Thinking about saving generally leads one to think about minimizing the stuff one owns and so, although I’d would never do it myself, I’ve been watching a lot of great stories on tiny houses. Many of the people who build and own them are artists and this is their work, some just want a change, and some really are trying to save and/or live minimally. The most upbeat channel I’ve found is Living Big in a Tiny House. The host, Bryce, visits tiny and unusually living spaces all over the world and finds the positive in even the strangest of designs. This could easily be a show on cable, but it’s on Youtube and it’s hard not to be infected with the enthusiasm these people have for mindful living.

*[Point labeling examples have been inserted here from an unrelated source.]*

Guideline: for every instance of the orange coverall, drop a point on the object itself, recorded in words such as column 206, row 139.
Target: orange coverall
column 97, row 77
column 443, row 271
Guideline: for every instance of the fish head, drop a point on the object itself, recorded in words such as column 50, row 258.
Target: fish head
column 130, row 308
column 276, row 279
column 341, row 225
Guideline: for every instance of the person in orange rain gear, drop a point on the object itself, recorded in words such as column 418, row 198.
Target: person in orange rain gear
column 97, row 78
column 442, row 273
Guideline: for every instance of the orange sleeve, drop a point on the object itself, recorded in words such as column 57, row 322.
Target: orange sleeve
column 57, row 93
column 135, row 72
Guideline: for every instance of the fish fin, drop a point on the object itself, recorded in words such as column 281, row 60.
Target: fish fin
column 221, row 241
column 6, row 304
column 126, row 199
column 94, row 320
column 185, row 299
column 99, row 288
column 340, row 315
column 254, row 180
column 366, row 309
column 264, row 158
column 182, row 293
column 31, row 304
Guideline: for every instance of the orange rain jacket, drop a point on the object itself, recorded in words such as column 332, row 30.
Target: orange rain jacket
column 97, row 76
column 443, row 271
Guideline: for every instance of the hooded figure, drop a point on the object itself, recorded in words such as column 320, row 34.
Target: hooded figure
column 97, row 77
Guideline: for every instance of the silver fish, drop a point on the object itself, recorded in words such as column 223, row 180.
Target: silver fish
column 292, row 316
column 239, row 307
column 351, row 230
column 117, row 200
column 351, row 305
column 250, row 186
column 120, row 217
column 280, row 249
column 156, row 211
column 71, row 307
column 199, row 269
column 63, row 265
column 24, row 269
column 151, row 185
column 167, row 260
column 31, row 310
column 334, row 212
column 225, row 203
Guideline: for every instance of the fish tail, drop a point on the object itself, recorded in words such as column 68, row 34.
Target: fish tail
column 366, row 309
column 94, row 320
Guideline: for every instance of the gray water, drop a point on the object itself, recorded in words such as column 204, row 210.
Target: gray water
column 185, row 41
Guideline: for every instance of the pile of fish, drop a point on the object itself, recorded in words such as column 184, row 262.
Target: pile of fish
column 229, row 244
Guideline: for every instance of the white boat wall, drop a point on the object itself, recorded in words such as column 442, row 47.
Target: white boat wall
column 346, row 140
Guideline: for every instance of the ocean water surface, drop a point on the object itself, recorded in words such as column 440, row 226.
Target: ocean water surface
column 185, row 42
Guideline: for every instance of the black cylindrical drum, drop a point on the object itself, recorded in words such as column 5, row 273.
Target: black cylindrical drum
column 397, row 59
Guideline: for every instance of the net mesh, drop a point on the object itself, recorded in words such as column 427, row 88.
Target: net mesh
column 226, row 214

The big statement that gets to me from Dave Ramsey is “the borrower is a slave to the lender,” which is a part or paraphrase of Proverbs 22:7: The rich rule over the poor, and the borrower is servant to the lender. (NIV). Being in debt isn’t a healthy thing, and I think I first really started to consider that fact when I read Little Dorrit by Charles Dickens, which tells the story of a family living in a debtor’s prison and what it does to them. For the dad, even when he’s able to get financially free, it’s like he’s still in prison. Thank God we don’t have debtors prisons today, but in our society we borrow, and borrow, and borrow without even a thought. Even if our debt can’t legally be passed onto our children, doesn’t it do something to our soul to just die leaving a debt? Someone, even if it is a heartless banker, lost out money because we didn’t pay them back. Shouldn’t we be striving for more?